This may sound reasonable, but trying to reign in the war on terror
and the excesses of the Iraq occupation by appealing to the principles
of liberal democracies simply ignores the current settings of social
life generally, which have moved well beyond liberalism. In much the
same way that global capital cannot be civilized because it is crucially
implicated in ushering in a new set of social and cultural arrangements
that are fundamentally barbaric, so too the war or terror cannot be
civilized by appealing to the principles of liberal openness: we are
witnessing a fundamentally reconstitutive process, upon individuals,
communities, and the very institutions of liberal governance.
To take one example: any call for more open processes of decision
making runs counter to the erosion of truth-standards that plague
current democracies. The erosion of truth in the war on terror (with
respect to torture, WMDs, Iraq and al-Qaeda, the increasing/decreasing
level of terrorism) extends beyond individual political opportunism or
the wide-eyed incredulity of the mainstream media. Think of how
neo-liberal forms of government necessarily lead to the break up of the
public service as an autonomous institution. Think of the decline of
journalism as an investigative practice due to a market-driven culture
of immediacy. (10) The very institutions of liberal society that
Ignatieff, Hitchens and others are so reliant upon have themselves been
fragmented and corrupted.
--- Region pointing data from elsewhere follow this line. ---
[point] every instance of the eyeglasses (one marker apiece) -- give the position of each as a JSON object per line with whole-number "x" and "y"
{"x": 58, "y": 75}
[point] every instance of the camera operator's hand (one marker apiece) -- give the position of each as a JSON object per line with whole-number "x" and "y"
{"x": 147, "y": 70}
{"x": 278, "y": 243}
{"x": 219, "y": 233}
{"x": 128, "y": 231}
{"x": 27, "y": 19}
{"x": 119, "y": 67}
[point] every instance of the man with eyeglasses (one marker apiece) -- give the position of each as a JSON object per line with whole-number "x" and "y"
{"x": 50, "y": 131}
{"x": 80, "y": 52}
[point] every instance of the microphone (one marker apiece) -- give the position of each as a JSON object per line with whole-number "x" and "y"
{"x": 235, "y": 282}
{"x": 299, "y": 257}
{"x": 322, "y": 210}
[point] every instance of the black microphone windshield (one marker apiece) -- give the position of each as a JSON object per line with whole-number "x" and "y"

In advocating the new empire, liberal
imperialists look back to the progressive consequences (such as the
establishment of the rule of law) of previous empires--Roman and British
in particular--while being unable to appreciate the degree to which US
Empire today is simply power- rather than law-based. As Boyle notes, the
United States is increasingly flouting international law, to the degree
that it can be said to inhabit a state of 'international legal
nihilism'. (11)
However, and irrespective of the above, the United States lacks the
cultural make-up to invest in long-term Empire. The war on terror
involves only a small segment of the population. One only need remember
Bush's injunction after September 11 to US citizens to do their
duty by shopping and spending to see the divorce between military action
and the involvement of the US citizenry. On the one hand, historically
the United States has been an inward-looking culture reluctant to
acknowledge any role in foreign affairs. On the other, today's
information society generates democracies that are largely based on a
culture of the image and short-term expectations, and in doing so
produces little of the long-term commitment needed to maintain an
empire. A weakened democracy at home is unlikely to commit
wholeheartedly to the maintenance of a new democracy elsewhere. If the
'positive' legacy of previous empires lay in the creation of
industrial and technical infrastructure, it is unlikely that the United
States is capable even of this, given the steady decline of its economy,
its massive level of foreign debt and its parasitical relation to the
physical assets of the globe.
Moreover, the idea that we could somehow maintain civil liberties
and conduct an effective war against terror ignores the pervasive
climate of insecurity now present. To be sure, this insecurity has been
harnessed for political purposes: one only has to view the 'terror
scale' to know that we are being cynically manipulated. (12) But we
have to keep in mind that neo-liberal societies are themselves
fundamentally insecure (witness the end of public health, of public
education, of stable jobs and so on). The 'risk society' we
now inhabit produces a climate that all too easily accommodates a fear
of terror and transposes it onto a fear of the other, whether it is
Islamic terrorists or refugees. In such a climate many civilians have
seemed ready to accept massive increases in surveillance of themselves
and the incarceration of foreigners. The strange parallels between the
debasement of Christ in Mel Gibson's Passion and what went on at
Abu Ghraib have been widely remarked upon; certainly a society in which
so many seem willing to embrace a sustained cinematic destruction of
their own Saviour seems unlikely to adopt that same Saviour's
message of tolerance. The always difficult balance between civil
liberties and surveillance, between reconstruction and oppression, is
impossible in this new climate.
Of course, the whole question of any possible usefulness or the
desirability of any empire is deeply problematic. Besides the historical
disasters that have always resulted from imperialism and occupation, it
is worth noting the social and cultural impact of the neo-liberal
agenda--wholesale privatization, free-trade--which is clearly driving
the reconstruction of Iraq. Putting aside the question of just who owns
Iraq's assets, the 'shock and awe' economics that savaged
so much of the former Soviet Union represent an even greater cultural
shift for Iraqis to make. It calls upon them to remake their entire
social formation: to form new kinds of subjectivity and to reject older
forms of association and belonging. As Pieterse observes, the
experiences of post-Soviet countries have revealed that 'if a
one-party controlled economy is instantly opened up to unregulated
capitalism, patronage networks rapidly turn into organized crime'.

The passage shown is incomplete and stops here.